Thai PM switches venue for speech















Protesters blocked parliament for
two days, prompting the venue change

Thailand's new Prime Minister Abhisit Vejjajiva has delivered his maiden policy speech, after protesters forced him to switch venue.
After parliament was blockaded for two days running, Mr Abhisit assembled a quorum of MPs at the foreign ministry.
His speech outlined "urgent measures" for "stimulating the economy".
Demonstrators loyal to the ousted former Prime Minister Thaksin Shinawatra had massed outside the gates of parliament to protest.
Under the country's constitution, a new Thai government cannot start work officially until it delivers its policy statement to a joint sitting of the House of Representatives and Senate.
Ministers argued that the sitting did not have to take place at parliament itself. Some MPs hurried from the building to the nearby Foreign Ministry to hear the speech.
Mr Abhisit promised he would be a healing figure who would put reconciliation between Thailand's bitterly opposed political camps at the top of his list of priorities.
He hopes to answer his critics with policies that will have an immediate impact on Thailand's rapidly deteriorating economic climate.
He has already announced a $8.6bn (£5.9bn) package of government spending - much of that, he said, would be directed to the poor rural areas of the north and north-east, where support for the ousted government remains strong.
It was a less dignified start than Mr Abhisit had been hoping for his new administration, says the BBC's Jonathan Head in Bangkok.
No violence
Earlier, Deputy Prime Minister Suthep Thaugsuban said the police had been ordered not to use excessive force to clear the protesters.

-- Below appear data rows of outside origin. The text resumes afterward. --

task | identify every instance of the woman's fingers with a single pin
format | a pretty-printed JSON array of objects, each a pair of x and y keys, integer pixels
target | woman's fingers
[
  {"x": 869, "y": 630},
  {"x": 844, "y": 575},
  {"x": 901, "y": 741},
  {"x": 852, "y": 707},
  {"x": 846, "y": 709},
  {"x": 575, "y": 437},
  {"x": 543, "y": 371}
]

Mr Abhisit had to make his speech at the foreign ministry"We don't want to start our government's work with violence," he said.
But one of the leaders of the protest said that Mr Abhisit was free to enter the building.
"We still insist that the PM and parliament members should walk through us to get in. We guarantee their safety. By walking in, we can have a talk with him," Chakrapob Penkhair told the Associated Press news agency.
'No mandate'
Protesters say Mr Abhisit - the third prime minister in four months - has no mandate to lead and should resign.
He was elected in a parliamentary vote two weeks ago, after a court dissolved the former government, seen as close to Mr Thaksin.
He was ousted from the prime minister's job in a military coup in 2006, but elections in December 2007 under a new constitution returned his loyalists to power.
Several governments led by his supporters collapsed under the weight of court rulings against them.
Now his supporters are on the streets in moves to blockade parliament reminiscent of the protests mounted against them when they were in power.